Le professioni più ricercate: farmacisti, infermieri, informatici ed esperti di marketing
di Francesco Forestiero |
30 luglio 2010
Unioncamere e il Ministero del lavoro e delle politiche sociali hanno presentato ieri uno studio sulle prospettive di crescita occupazionale del nostro Paese.
Il sistema informativo e previsionale Excelsior 2010 – elaborato congiuntamente dal Ministero del Lavoro e da Unioncamere appunto - ha consultato più di 100 mila aziende, la gran parte delle quali hanno dichiarato di essere pronte ad assumere nuove professionalità specializzate.
Questo porterebbe ad una crescita di 20 mila assunzioni per il prossimo anno con una crescita del 10% del lavoro a tempo determinato. Il 54,7% dei posti previsti sarebbe destinato ai giovani, in particolare alla fascia di età in immediata uscita dal percorso di formazione.
Nonostante si tratti di dati confortanti, determinati in gran parte dall’aumento delle entrate (802 mila) e al rallentamento delle uscite di personale (980.500 contro le oltre 994 mila del 2009), il saldo resta negativo, si parla infatti di una riduzione di 178 mila unità (un calo dell’1,5% rispetto all’occupazione prevista per quest’anno).
I dati confermano inoltre differenze di distribuzione delle richieste in base alla dimensione dell’impresa, mentre difatti arrivano buoni segnali dalle aziende medie, le micro imprese ancora prevedono riduzioni di personale. Anche a livello territoriale sussistono ancora differenze: il Mezzogiorno probabilmente registrerà anche nel 2010 un saldo negativo più alto delle altre macro-ripartizioni del Paese.
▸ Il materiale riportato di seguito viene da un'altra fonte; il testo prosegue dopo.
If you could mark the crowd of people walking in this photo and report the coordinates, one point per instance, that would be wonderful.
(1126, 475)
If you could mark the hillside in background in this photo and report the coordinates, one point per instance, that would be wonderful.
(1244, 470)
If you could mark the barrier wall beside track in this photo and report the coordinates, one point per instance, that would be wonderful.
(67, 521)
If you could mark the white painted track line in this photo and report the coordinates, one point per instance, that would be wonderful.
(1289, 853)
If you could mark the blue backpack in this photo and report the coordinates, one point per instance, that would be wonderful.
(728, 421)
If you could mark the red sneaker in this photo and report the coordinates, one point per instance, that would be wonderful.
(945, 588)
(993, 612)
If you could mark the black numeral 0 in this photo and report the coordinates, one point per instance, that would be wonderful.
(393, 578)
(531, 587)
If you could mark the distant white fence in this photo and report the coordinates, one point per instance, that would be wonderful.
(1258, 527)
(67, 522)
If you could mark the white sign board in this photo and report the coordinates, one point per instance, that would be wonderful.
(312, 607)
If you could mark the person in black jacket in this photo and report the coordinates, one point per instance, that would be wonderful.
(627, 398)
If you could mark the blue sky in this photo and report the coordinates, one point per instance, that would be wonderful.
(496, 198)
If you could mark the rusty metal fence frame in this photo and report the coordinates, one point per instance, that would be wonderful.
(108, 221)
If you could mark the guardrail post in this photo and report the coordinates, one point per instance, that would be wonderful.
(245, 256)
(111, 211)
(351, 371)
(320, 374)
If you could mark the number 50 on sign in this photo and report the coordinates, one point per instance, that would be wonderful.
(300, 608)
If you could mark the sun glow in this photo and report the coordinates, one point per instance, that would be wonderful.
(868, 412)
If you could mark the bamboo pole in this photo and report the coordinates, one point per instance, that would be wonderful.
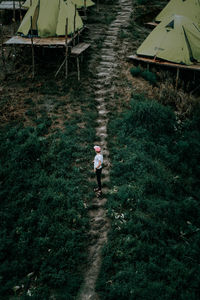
(32, 47)
(2, 52)
(13, 17)
(74, 41)
(177, 77)
(20, 11)
(78, 68)
(85, 8)
(66, 49)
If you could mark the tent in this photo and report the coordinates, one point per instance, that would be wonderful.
(187, 8)
(82, 3)
(49, 18)
(175, 39)
(78, 3)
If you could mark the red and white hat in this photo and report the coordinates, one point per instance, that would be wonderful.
(97, 148)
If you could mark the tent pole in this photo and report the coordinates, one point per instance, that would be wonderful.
(66, 49)
(13, 17)
(2, 52)
(20, 11)
(32, 47)
(177, 77)
(85, 8)
(78, 68)
(74, 41)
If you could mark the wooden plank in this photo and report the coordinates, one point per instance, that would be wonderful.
(79, 49)
(50, 42)
(195, 67)
(151, 24)
(8, 5)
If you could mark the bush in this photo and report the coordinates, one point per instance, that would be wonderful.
(135, 71)
(152, 250)
(149, 76)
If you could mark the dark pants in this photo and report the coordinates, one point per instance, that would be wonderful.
(98, 174)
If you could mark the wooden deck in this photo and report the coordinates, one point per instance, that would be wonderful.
(79, 49)
(54, 42)
(8, 5)
(195, 67)
(151, 24)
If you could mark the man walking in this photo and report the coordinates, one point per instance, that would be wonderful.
(98, 164)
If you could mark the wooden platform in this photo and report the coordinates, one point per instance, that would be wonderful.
(151, 24)
(79, 49)
(40, 42)
(137, 58)
(8, 5)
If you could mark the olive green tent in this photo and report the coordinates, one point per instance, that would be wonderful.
(83, 3)
(78, 3)
(187, 8)
(49, 18)
(175, 39)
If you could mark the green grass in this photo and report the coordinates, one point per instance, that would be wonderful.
(153, 245)
(43, 179)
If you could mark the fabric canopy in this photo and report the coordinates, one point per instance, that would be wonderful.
(175, 39)
(78, 3)
(187, 8)
(49, 18)
(82, 3)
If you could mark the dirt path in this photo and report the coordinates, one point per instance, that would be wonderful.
(106, 73)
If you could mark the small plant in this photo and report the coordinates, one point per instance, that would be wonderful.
(149, 76)
(135, 71)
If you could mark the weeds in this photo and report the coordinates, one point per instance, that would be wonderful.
(147, 75)
(153, 245)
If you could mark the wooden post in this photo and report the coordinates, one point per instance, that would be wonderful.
(32, 47)
(74, 41)
(13, 17)
(2, 52)
(177, 77)
(66, 49)
(20, 11)
(85, 8)
(78, 68)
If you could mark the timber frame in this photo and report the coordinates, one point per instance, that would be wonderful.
(178, 67)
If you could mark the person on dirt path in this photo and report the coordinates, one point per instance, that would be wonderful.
(98, 164)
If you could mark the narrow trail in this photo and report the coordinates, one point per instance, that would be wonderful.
(104, 86)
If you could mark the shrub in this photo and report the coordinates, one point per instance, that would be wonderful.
(149, 76)
(152, 250)
(135, 71)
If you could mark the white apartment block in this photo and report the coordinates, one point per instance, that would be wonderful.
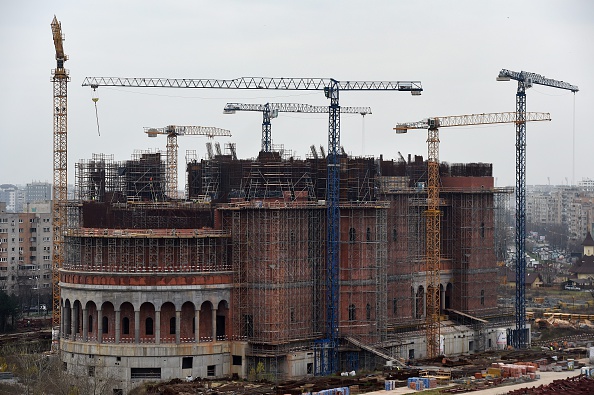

Ferruccio Dardanello presidente di Unioncamere, ha commentato così i risultati dell’indagine: «Il sistema produttivo italiano è vivo e vitale e sta mostrando di avere tutte le qualità per trainare il Paese verso una ripresa economica consistente lo dimostrano le previsioni occupazionali di Excelsior, che individuano nelle medie imprese esportatrici ed innovative la punta di diamante della nostra economia. Proprio i dati della nostra indagine indicano con chiarezza due cose: quale direzione sta prendendo il mercato del lavoro e gli ambiti nei quali le difficoltà sono ancora evidenti. Sul primo punto è chiaro che, dall’incertezza causata dalla crisi, le imprese stanno uscendo chiedendo maggiori competenze professionali e flessibilità ai propri dipendenti. Una flessibilità non tanto e non soltanto contrattuale, quanto di impostazione del lavoro. In sostanza, la disponibilità dei lavoratori ad accrescere le proprie conoscenze, ad alimentare la propria creatività, ad affrontare e risolvere i problemi. Sul secondo punto, è chiaro che le aziende minori e quelle artigiane, molto più legate al mercato domestico, faticano a cogliere i segnali di ripresa economica in una situazione in cui i consumi delle famiglie restano piuttosto bassi. Infine, il grande problema del Mezzogiorno, dove la staticità del mercato e un forte ritardo strutturale risaltano con estrema evidenza, rendendo ancora più urgente la messa a punto di ogni iniziativa di rilancio del sistema economico locale».
Un aspetto complicato da comprendere, stante la richiesta di lavoro presente in questo momento nel nostro Paese, è il fatto che ci siano alcuni profili che vengono addirittura definiti “introvabili” dalle nota di Unioncamere.
Tra le professioni più ricercate figurano farmacisti, infermieri, informatici, ma anche grafici ed esperti di marketing e Dirigenti, non solo profili tecnici, dunque, ma anche professionalità squisitamente “intellettuali” delle quali il nostro Paese dovrebbe avere una discreta disponibilità visti i tassi di accesso all’istruzione secondaria superiore e post universitaria.
Diamo qualche numero relativo alle figure professionali per le quali sarebbero previste più assunzioni:
1320 addetti marketing, 4520 infermieri, 1240 farmacisti, 2130 sviluppatori software, 1030 agenti di vendita, 1030 venditori tecnici, 1290 addetti alla logistica, 1170 disegnatori tecnici, 1289 tecnici informatici, 3950 educatori professionali.
A fronte di questo prospetto, la difficoltà di reperimento di queste figure si attesta su un’incoraggiante (o stranamente inquietante) media del 43.4%, la maggior parte di questi posti sono disponibili nel centro-nord: la Lombardia la fa da padrona seguita da Toscana, Piemonte, Veneto ed Emilia, ma anche in Sicilia e in Calabria i posti non mancano: solo tra le professionalità che abbiamo citato difatti risulterebbero ben 223 posti in attesa di essere ricoperti.